Onsen: Japanese Hot Spring Spas
While earthquakes are an annoying, everyday fact of life in Japan, they also provide one of the country's greatest delights: thermal baths. Wherever there are volcanic mountains—and there are a lot—you're sure to find springs of hot water, called onsen, which are rich in all sorts of restorative minerals. Any place where lots of spas have tapped these sources is an onsen chiiki (hot-springs resort area). The Izu Peninsula is particularly rich in onsen. It has, in fact, one-fifth of the 2,300-odd officially recognized hot springs in Japan.
Spas take many forms, but the ne plus ultra is that small secluded Japanese mountain inn with a rotemburo (an open-air mineral-spring pool).
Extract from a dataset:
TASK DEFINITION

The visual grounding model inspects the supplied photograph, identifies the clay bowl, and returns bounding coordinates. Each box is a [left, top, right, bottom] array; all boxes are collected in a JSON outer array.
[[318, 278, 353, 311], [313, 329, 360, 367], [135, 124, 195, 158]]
For guests only, these pools are usually in a screened-off nook with a panoramic view. A room in one of these inns on a weekend or in high season should be booked months in advance. (High season is late December to early January, late April to early May, the second and third weeks of August, and the second and third weeks of October.) More typical is the large resort hotel, geared mainly to groups, with one or more large indoor mineral baths of its own. Where whole towns and villages have developed to exploit a local supply of hot water, there will be several of these large hotels, an assortment of smaller inns, and probably a few modest public bathhouses, with no accommodations, where you just pay an entrance fee for a soak of whatever length you wish.